In light of the Prime Minister’s pledge to increase police officer numbers by 20,000, I am determined to see rural areas like Shropshire benefit – and was encouraged to hear that the Chief Constable is allocating an additional 10 substantive police constables to South Shropshire. The result of this increase is an effectively a 50% increase in the safer neighbourhood teams in Ludlow and Bridgnorth on each shift – a very welcome increase! This follows a record 56 officers joining West Mercia Police in July alone, as part of recruitment of 115 new officers.

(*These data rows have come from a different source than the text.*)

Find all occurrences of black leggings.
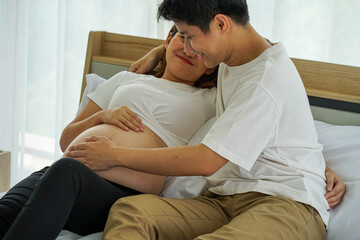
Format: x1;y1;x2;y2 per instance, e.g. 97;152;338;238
0;158;140;240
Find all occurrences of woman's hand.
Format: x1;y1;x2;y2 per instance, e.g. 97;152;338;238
102;106;144;132
325;167;346;208
130;45;165;73
65;136;118;171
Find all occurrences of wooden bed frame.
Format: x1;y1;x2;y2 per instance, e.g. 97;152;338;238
80;32;360;125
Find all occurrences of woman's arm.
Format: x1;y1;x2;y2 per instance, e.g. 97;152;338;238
60;99;144;152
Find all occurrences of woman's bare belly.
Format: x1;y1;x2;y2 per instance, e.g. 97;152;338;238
65;124;166;194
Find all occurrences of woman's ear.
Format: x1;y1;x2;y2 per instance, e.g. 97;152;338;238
164;32;173;50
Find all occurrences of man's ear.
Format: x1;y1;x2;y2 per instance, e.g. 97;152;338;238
213;14;231;33
205;66;217;75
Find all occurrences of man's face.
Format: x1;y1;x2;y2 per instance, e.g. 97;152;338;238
175;22;223;68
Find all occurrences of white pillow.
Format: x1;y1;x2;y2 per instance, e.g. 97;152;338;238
315;121;360;240
160;117;216;198
76;73;106;116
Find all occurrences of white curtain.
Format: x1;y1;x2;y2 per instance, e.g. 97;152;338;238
0;0;360;188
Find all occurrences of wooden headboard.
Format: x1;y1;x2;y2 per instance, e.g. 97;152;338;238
80;32;360;125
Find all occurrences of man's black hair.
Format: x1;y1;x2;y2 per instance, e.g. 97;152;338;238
157;0;250;33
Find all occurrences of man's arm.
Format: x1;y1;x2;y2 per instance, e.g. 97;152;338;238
66;137;228;176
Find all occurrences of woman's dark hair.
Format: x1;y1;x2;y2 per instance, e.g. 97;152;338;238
157;0;250;33
154;25;218;88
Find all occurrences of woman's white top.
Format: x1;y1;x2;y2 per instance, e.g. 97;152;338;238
88;71;216;147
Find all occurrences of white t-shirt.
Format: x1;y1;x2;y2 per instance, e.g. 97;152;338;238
88;71;216;146
202;43;329;227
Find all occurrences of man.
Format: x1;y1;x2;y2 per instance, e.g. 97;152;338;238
69;0;329;240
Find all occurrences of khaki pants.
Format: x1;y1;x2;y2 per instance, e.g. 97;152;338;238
103;192;326;240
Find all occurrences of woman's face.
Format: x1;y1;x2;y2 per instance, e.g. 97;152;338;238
162;33;213;85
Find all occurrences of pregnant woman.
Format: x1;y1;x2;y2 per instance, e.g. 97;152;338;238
0;28;216;240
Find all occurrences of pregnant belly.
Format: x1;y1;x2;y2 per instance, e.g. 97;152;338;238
65;124;167;194
65;124;166;152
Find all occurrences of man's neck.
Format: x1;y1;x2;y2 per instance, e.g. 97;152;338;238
224;24;271;66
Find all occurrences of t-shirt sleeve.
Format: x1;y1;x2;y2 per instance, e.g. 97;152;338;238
202;84;279;171
87;72;127;109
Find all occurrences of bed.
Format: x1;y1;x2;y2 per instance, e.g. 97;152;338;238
57;32;360;240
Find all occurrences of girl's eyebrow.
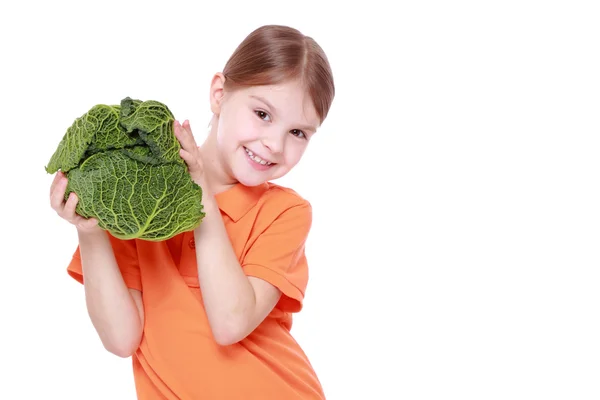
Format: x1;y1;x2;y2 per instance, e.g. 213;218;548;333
250;95;277;114
250;94;317;132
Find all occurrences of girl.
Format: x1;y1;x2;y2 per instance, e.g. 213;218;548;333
50;26;334;400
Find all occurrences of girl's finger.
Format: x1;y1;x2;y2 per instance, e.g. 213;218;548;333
175;121;196;150
179;149;196;168
50;171;64;196
50;178;67;212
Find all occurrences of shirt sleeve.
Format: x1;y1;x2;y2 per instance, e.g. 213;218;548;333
67;233;142;291
242;201;312;312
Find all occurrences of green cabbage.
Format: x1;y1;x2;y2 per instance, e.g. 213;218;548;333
46;97;204;241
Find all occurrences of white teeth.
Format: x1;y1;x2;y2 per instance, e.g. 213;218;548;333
244;147;273;165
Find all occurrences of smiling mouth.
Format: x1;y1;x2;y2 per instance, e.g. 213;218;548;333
244;147;274;166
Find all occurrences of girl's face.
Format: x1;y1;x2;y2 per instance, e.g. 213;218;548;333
211;76;319;186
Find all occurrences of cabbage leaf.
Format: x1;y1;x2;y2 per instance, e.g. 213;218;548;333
46;97;204;241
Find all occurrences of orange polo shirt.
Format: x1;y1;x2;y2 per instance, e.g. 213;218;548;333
67;183;324;400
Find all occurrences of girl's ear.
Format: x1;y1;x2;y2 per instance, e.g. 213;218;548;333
210;72;225;115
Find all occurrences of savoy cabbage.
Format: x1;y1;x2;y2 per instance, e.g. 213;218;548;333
46;97;204;241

West Mercia Police are also taking encouraging steps to help prevent rural crime, an issue which I know West Mercia’s Police and Crime Commissioner John Campion takes seriously. So I was pleased to meet the We Don’t Buy Crime officer, who was promoting use of Smart Water to Craven Arms’ Mayor and Shropshire Councillor, and encouraging adoption across communities in Shropshire following lead taken in Cleobury Mortimer where domestic burglary was reduced dramatically.
Smart Water individually marks goods of value with a unique identifier which is invisible to the naked eye, but is revealed under Ultra Violet light, and links the goods marked direct to the household of the owner. Each West Mercia officer carries a UV torch so can look for smart water marked goods whenever suspicious of a theft.
This has proven successful in reducing and disrupting the market for stolen goods, protecting homes and possessions by making them less attractive to the would-be criminal. So West Mercia are also looking to extend this scheme to cover farms, to combat a recent spike east of the A49 in recent months.
I am sure many will also welcome the additional powers being given to Police under stop and search through a nationwide pilot, with more than 8,000 police officers authorised to use enhanced stop and search powers, as part of Government efforts to crack down on violent crime. While knives are used in fewer serious crime in West Mercia compared to the national average (4% rather than 6%), and indeed is far below the worst hotspots for knife crime like certain parts of London and Birmingham, this is welcome step to tackle a growing problem in society, particularly for young people.
The new government has also outlined in its first month plans to review sentencing for the most serious offenders, including not letting prisoners out automatically part-way through a sentence and reviewing how to break the cycle of repeat offending. In light of anticipated increase demand for caseloads, the Justice Secretary has announced a further £85 million for the Crown Prosecution Service to build capacity over the next 2 years, with an extra £2.5 billion investment to create 10,000 extra prison places.
I hope this renewed focus on tackling and preventing crime, both nationally and in south Shropshire, will help make streets safer in communities across the UK.